FAO reported that a study in Mexico suggests that the higher interregional trade costs of fruits compared to maize, coupled with food livelihood constraints, prevent farmers from specializing in cash crops such as fruits.
Trade costs explain much of the relative employment between corn and fruit and lower productivity in agriculture.
So, according to the FAO benchmark, a reduction in interregional trade costs in Mexico to the level of the United States would increase the employment ratio between cash crops and commodities by 15% and could generate a 13% increase in per capita agricultural productivity.
Overall, trade costs have important implications for structural transformation in developing countries.
High trade costs in food and agriculture can translate into lower trade and expansion of agricultural sectors.
FAO argues that food is a necessary commodity and, in low-income countries, low food imports can result in a large proportion of labor and other resources being devoted to food production to meet the country’s subsistence needs.
Trade costs
For example, in low-income countries in 2019, where they face high trade costs, the share of agriculture in total employment is very high, 59% on average.
Reducing trade costs promotes trade, and countries characterized by low agricultural productivity per worker would increase food imports.

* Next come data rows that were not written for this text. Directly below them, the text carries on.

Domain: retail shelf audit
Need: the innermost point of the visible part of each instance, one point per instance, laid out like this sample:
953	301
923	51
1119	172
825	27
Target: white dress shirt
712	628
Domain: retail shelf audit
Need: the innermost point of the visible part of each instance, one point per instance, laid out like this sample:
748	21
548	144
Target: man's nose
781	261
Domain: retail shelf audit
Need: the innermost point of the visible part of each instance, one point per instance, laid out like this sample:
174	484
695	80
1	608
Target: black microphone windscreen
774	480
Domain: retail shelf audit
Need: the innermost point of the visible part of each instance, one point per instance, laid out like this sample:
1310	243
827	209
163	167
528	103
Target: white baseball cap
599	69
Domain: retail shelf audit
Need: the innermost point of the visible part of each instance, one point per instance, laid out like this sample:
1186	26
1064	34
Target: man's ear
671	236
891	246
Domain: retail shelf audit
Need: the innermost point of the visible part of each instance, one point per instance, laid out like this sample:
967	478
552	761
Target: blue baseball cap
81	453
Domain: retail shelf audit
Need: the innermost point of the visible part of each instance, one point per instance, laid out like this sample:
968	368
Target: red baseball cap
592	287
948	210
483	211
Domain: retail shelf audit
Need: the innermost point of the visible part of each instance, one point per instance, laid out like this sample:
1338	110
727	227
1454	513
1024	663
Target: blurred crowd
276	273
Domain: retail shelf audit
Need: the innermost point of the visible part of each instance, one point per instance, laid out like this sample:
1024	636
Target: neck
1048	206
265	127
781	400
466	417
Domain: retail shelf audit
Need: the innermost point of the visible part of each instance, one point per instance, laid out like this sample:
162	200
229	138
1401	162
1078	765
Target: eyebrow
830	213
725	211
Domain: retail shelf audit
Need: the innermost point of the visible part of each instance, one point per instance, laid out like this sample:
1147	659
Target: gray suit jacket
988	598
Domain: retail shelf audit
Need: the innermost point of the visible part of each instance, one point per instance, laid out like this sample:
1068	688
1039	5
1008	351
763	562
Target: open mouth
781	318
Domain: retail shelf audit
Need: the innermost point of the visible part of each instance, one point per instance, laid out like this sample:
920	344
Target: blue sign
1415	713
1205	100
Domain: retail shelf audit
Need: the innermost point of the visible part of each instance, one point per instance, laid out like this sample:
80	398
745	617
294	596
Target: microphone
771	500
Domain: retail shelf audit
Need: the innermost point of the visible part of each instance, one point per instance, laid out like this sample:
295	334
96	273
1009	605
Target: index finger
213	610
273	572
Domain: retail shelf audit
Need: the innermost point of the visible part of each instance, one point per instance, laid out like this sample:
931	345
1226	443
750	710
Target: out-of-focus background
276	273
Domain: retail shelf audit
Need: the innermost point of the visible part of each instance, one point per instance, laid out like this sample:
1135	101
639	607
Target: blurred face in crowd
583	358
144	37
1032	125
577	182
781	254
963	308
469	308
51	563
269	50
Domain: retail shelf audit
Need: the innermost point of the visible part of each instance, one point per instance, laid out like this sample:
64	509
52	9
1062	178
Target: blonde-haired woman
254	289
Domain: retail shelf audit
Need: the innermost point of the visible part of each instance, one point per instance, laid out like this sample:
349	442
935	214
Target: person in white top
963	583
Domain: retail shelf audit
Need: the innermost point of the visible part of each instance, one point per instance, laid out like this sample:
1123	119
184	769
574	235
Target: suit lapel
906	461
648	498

For FAO, this would help meet subsistence food needs and free workers from agriculture to other more productive sectors of the economy.

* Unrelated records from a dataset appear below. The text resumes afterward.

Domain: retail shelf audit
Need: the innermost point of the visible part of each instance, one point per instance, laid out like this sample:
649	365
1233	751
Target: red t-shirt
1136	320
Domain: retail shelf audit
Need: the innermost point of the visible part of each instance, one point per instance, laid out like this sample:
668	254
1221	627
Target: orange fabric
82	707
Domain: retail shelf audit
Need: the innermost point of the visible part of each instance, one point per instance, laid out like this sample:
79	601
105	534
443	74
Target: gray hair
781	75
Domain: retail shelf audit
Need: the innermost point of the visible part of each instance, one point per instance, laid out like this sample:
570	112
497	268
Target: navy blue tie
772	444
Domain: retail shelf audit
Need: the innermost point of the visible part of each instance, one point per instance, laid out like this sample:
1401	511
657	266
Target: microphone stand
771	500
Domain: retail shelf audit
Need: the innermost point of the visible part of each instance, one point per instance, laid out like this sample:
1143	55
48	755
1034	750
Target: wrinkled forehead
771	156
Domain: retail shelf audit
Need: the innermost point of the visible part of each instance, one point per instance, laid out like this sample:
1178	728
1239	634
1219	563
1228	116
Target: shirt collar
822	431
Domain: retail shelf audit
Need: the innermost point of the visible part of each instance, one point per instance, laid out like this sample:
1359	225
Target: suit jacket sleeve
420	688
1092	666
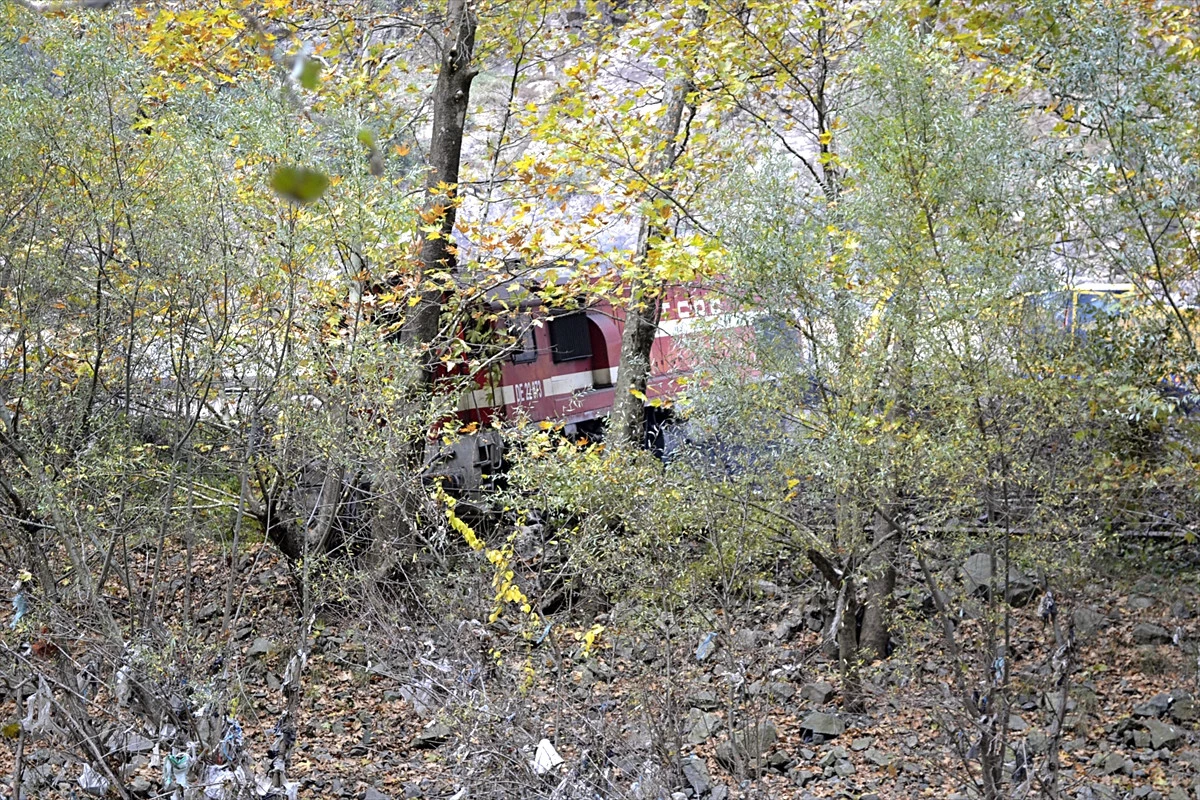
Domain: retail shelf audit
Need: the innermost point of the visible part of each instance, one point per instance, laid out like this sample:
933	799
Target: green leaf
299	184
310	74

With flexible and well-functioning labor markets, this reallocation of labor would result in increased agricultural productivity per worker and contribute to economic growth.
Also, increased trade would help the diffusion of knowledge and technology, which would contribute to higher productivity.
However, with more and cheaper food imports, this process of structural transformation would entail losses, especially on the part of farmers who are unable to increase their efficiency and compete in more open markets.
Empirical evidence at the farm level sheds light on the relationship between trade costs, agricultural productivity and food subsistence needs.
For example, in Peru, reductions in trade costs resulting from improvements in road infrastructure increased agricultural productivity by 5 percent.
At the same time, about 20 percent of farmers were found to be worse off, as reduced trade costs allowed other sellers to enter the market and strengthened competition.